[apache-spark] Removing duplicates from rows based on specific columns in an RDD/Spark DataFrame

Let's say I have a rather large dataset in the following form:

data = sc.parallelize([('Foo',41,'US',3),
                       ('Foo',39,'UK',1),
                       ('Bar',57,'CA',2),
                       ('Bar',72,'CA',2),
                       ('Baz',22,'US',6),
                       ('Baz',36,'US',6)])

What I would like to do is remove duplicate rows based on the values of the first,third and fourth columns only.

Removing entirely duplicate rows is straightforward:

data = data.distinct()

and either row 5 or row 6 will be removed

But how do I only remove duplicate rows based on columns 1, 3 and 4 only? i.e. remove either one one of these:

('Baz',22,'US',6)
('Baz',36,'US',6)

In Python, this could be done by specifying columns with .drop_duplicates().

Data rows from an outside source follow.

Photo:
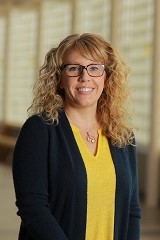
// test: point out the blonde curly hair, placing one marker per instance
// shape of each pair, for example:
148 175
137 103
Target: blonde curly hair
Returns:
111 108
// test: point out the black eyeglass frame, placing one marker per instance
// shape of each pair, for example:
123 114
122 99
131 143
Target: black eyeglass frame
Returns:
82 68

How can I achieve the same in Spark/Pyspark?

This question is related to apache-spark apache-spark-sql pyspark

The answer is


The below programme will help you drop duplicates on whole , or if you want to drop duplicates based on certain columns , you can even do that:

import org.apache.spark.sql.SparkSession

object DropDuplicates {
def main(args: Array[String]) {
val spark =
  SparkSession.builder()
    .appName("DataFrame-DropDuplicates")
    .master("local[4]")
    .getOrCreate()

import spark.implicits._

// create an RDD of tuples with some data
val custs = Seq(
  (1, "Widget Co", 120000.00, 0.00, "AZ"),
  (2, "Acme Widgets", 410500.00, 500.00, "CA"),
  (3, "Widgetry", 410500.00, 200.00, "CA"),
  (4, "Widgets R Us", 410500.00, 0.0, "CA"),
  (3, "Widgetry", 410500.00, 200.00, "CA"),
  (5, "Ye Olde Widgete", 500.00, 0.0, "MA"),
  (6, "Widget Co", 12000.00, 10.00, "AZ")
)
val customerRows = spark.sparkContext.parallelize(custs, 4)

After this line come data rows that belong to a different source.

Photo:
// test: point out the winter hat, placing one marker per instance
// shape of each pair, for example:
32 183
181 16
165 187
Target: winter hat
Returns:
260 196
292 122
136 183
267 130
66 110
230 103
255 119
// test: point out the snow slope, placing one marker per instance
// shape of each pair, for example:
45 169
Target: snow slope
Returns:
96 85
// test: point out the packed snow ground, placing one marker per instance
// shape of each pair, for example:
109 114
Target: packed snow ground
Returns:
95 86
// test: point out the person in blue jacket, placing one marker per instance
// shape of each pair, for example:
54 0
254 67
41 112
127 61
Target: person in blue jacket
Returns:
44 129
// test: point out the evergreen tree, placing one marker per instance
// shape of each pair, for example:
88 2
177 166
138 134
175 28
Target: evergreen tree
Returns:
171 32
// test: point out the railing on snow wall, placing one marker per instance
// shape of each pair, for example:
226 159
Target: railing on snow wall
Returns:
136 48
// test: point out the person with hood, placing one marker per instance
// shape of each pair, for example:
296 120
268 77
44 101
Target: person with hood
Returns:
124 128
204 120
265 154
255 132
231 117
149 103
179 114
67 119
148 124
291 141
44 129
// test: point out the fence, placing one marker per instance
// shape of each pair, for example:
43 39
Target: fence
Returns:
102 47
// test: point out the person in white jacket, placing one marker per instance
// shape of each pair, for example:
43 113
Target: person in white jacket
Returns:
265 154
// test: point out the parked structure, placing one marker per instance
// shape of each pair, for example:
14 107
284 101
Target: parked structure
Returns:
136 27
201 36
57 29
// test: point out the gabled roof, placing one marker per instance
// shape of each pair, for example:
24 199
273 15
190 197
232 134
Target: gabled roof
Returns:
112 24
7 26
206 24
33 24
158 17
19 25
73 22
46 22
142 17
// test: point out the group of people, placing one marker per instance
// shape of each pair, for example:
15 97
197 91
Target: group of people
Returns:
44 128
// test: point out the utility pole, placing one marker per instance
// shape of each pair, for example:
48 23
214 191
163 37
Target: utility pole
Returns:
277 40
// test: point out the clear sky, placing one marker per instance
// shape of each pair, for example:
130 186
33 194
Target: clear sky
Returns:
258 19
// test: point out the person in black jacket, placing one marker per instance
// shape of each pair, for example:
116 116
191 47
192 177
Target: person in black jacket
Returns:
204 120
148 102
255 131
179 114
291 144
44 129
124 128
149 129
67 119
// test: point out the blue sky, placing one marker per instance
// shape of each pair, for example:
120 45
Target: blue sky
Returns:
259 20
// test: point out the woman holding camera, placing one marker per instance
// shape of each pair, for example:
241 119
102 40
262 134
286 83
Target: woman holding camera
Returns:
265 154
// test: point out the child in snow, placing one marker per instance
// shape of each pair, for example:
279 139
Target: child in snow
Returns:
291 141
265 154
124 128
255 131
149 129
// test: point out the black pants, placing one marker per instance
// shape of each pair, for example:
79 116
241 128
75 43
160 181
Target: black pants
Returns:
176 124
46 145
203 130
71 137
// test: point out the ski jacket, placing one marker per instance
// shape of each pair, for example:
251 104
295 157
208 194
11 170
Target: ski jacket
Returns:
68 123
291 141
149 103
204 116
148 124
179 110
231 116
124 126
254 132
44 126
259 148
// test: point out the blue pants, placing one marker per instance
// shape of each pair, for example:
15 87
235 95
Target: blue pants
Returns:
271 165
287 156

// convert RDD of tuples to DataFrame by supplying column names
val customerDF = customerRows.toDF("id", "name", "sales", "discount", "state")

println("*** Here's the whole DataFrame with duplicates")

customerDF.printSchema()

customerDF.show()

// drop fully identical rows
val withoutDuplicates = customerDF.dropDuplicates()

println("*** Now without duplicates")

withoutDuplicates.show()

// drop fully identical rows
val withoutPartials = customerDF.dropDuplicates(Seq("name", "state"))

println("*** Now without partial duplicates too")

withoutPartials.show()

 }
 }

From your question, it is unclear as-to which columns you want to use to determine duplicates. The general idea behind the solution is to create a key based on the values of the columns that identify duplicates. Then, you can use the reduceByKey or reduce operations to eliminate duplicates.

Here is some code to get you started:

def get_key(x):
    return "{0}{1}{2}".format(x[0],x[2],x[3])

m = data.map(lambda x: (get_key(x),x))

Now, you have a key-value RDD that is keyed by columns 1,3 and 4. The next step would be either a reduceByKey or groupByKey and filter. This would eliminate duplicates.

r = m.reduceByKey(lambda x,y: (x))

This is my Df contain 4 is repeated twice so here will remove repeated values.

scala> df.show
+-----+
|value|
+-----+
|    1|
|    4|
|    3|
|    5|
|    4|
|   18|
+-----+

scala> val newdf=df.dropDuplicates

scala> newdf.show
+-----+
|value|
+-----+
|    1|
|    3|
|    5|
|    4|
|   18|
+-----+

I know you already accepted the other answer, but if you want to do this as a DataFrame, just use groupBy and agg. Assuming you had a DF already created (with columns named "col1", "col2", etc) you could do:

myDF.groupBy($"col1", $"col3", $"col4").agg($"col1", max($"col2"), $"col3", $"col4")

Note that in this case, I chose the Max of col2, but you could do avg, min, etc.


Agree with David. To add on, it may not be the case that we want to groupBy all columns other than the column(s) in aggregate function i.e, if we want to remove duplicates purely based on a subset of columns and retain all columns in the original dataframe. So the better way to do this could be using dropDuplicates Dataframe api available in Spark 1.4.0

For reference, see: https://spark.apache.org/docs/1.4.0/api/scala/index.html#org.apache.spark.sql.DataFrame


I used inbuilt function dropDuplicates(). Scala code given below

val data = sc.parallelize(List(("Foo",41,"US",3),
("Foo",39,"UK",1),
("Bar",57,"CA",2),
("Bar",72,"CA",2),
("Baz",22,"US",6),
("Baz",36,"US",6))).toDF("x","y","z","count")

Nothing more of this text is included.